London Ho!

Take that any way you wish.

Tuesday, September 10, 2002

Armageddon.



A letter to someone who was once a friend:



I had this really disturbing dream last night. We (I'm not sure who all was there) were in Delta, standing in the meadow in front of the house. We had taken the maypole out of the ground, and it was lying on its side, and this was all part of us preparing for winter.



There were other people in the woods, I think, somewhere nearby.



Dad pulled me to the side, and we walked toward the cabin, leaving from behind the picnic table at the corner of the meadow. It was that sort of blue time in the evening, just after dusk.



He said,"What can we do with the teapots and things that we want to keep? I was thinking that we should put them all in boxes and bury them in the ground, but then I think the boxes might deteriorate, and everything might be ruined." He was asking this, because very soon there would be people going through our houses, taking and destroying things, and when this was all over, he wanted to make sure we still had some things to retrieve; things they hadn't found because we had buried them in the ground.



I suggested that we get some visqueen (how do you spell that?) and line the hole with it, place waterproof boxes inside, and then wrap it all up in the visqueen before covering it with dirt.



Dad said, "The believers are complacent, but something is going to happen within four weeks from this coming Thursday, and they will not be able to be complacent after that. I know that I've been saying for a long time that something was coming, but now I'm telling you that it will be very soon; within four weeks of this coming Thursday."



I got the impression that he might be talking about months instead of weeks. Whatever this thing was, he didn't know the exact date, but the latest it would happen was four weeks from this coming Thursday.



Whatever he was referring to was something like...I don't know, like the Russian invasion of Israel, or something bad happening to the Dome of the Rock. Something earth-shattering like that. I got the impression, though, that it was something that would affect people here in America, because of him talking about the effect on "believers." So it seems that it would either involve a crisis of conscience on a large scale, or a major setback to civil rights and personal freedom. It was very unsettling.



Then I woke up, because the telephone was ringing. It was my sister, calling me in the middle of the night to make sure I was all right.




...end of letter.



I'm feeling a little...thoughtful, I guess. I had this dream about a week ago, and now tomorrow is September 11, and Yom Kippur starts on Sunday night. Yom Kippur is the Day of Atonement. The time between Rosh Hashana (Feast of Trumpets--it started Friday night) and Yom Kippur is supposed to be a time of self-examination and reflection, and then Yom Kippur is the day set aside to acknowledge one's faults, experience remorse, make amends, and resolve to do better. The idea is to do this before God, who sees all, and from whom there is no hiding, and to whom there is no possibility of lying.

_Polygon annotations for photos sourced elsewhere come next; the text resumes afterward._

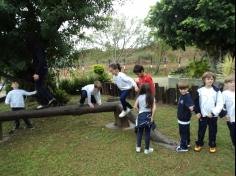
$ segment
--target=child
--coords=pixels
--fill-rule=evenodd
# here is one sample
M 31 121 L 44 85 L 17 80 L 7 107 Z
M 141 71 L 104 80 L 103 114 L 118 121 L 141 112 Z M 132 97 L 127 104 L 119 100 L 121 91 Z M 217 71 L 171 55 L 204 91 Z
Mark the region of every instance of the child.
M 119 117 L 123 118 L 131 111 L 131 109 L 133 109 L 133 107 L 126 101 L 130 90 L 134 87 L 135 91 L 138 92 L 139 88 L 132 78 L 121 72 L 120 64 L 111 64 L 109 66 L 109 71 L 113 75 L 113 81 L 121 90 L 120 101 L 123 106 L 123 111 Z
M 82 88 L 80 106 L 84 105 L 86 98 L 88 98 L 88 105 L 94 108 L 94 105 L 102 104 L 101 100 L 102 84 L 100 81 L 95 81 L 94 84 L 87 85 Z
M 177 152 L 188 152 L 190 147 L 190 120 L 194 109 L 192 97 L 189 93 L 187 82 L 180 81 L 178 84 L 180 98 L 178 103 L 178 123 L 180 133 L 180 146 L 176 148 Z
M 235 147 L 235 76 L 230 76 L 225 80 L 225 87 L 223 98 L 227 110 L 227 125 Z
M 133 72 L 138 76 L 139 80 L 137 82 L 138 86 L 141 87 L 143 84 L 149 84 L 152 90 L 152 95 L 155 96 L 155 84 L 150 75 L 144 73 L 144 67 L 142 65 L 135 65 Z
M 145 130 L 145 154 L 150 154 L 154 150 L 150 148 L 150 136 L 151 136 L 151 122 L 153 122 L 154 113 L 156 111 L 156 104 L 154 97 L 152 96 L 152 91 L 149 84 L 142 85 L 139 93 L 139 97 L 135 102 L 134 107 L 139 110 L 139 115 L 137 119 L 137 146 L 136 152 L 141 152 L 142 136 Z
M 206 72 L 202 77 L 204 86 L 198 89 L 195 101 L 195 112 L 199 119 L 198 140 L 195 151 L 200 152 L 204 145 L 204 137 L 209 126 L 210 153 L 216 153 L 217 120 L 223 109 L 224 102 L 221 91 L 213 84 L 216 80 L 214 73 Z
M 16 81 L 12 83 L 12 88 L 13 90 L 7 94 L 7 97 L 5 100 L 5 103 L 10 105 L 12 111 L 24 110 L 25 109 L 24 96 L 31 96 L 31 95 L 37 94 L 37 91 L 26 92 L 24 90 L 19 89 L 19 83 Z M 30 128 L 30 129 L 33 128 L 33 125 L 31 124 L 28 118 L 24 118 L 23 120 L 27 128 Z M 19 128 L 20 128 L 20 120 L 17 119 L 15 120 L 15 129 L 13 129 L 12 132 L 14 132 L 15 130 Z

There's been so much death, so much ending, and so much sorrow. It's more than just the deaths of my parents and friends and those around me. Sometimes I wonder what this life is for.



People say that if you live a good life that you get rewards at the end of it. I don't care. I don't want rewards. I want my friends to live. I want the people I love to make the right choices.



I want people to be able to change. I don't want to believe that this world started out in a perfect garden and is headed inexorably toward Armageddon and that nothing can stop it. I don't want to believe that peace can never be achieved in the Middle East, in Northern Ireland, or in Bosnia.



I want to believe that just one person I love has decided to live his life differently, to care more about being kind than about being comfortable, to live for more than the moment, and to place more value on the content of a person's character than on their physical appearance.



If I live my whole life in a futile attempt to convince just one person to choose that path, I don't care if there are rewards at the end of my life; I don't want them. I don't want anyone to say, "You've done well, you worked hard in the face of obstacles, he didn't change and yet you didn't give up and didn't become bitter," or whatever version of "you did the right thing" might be said. I don't care, I don't want that.



No reward I could get at the end of my life could be anything but emptiness. No reward could take the place of the redemption of someone I love.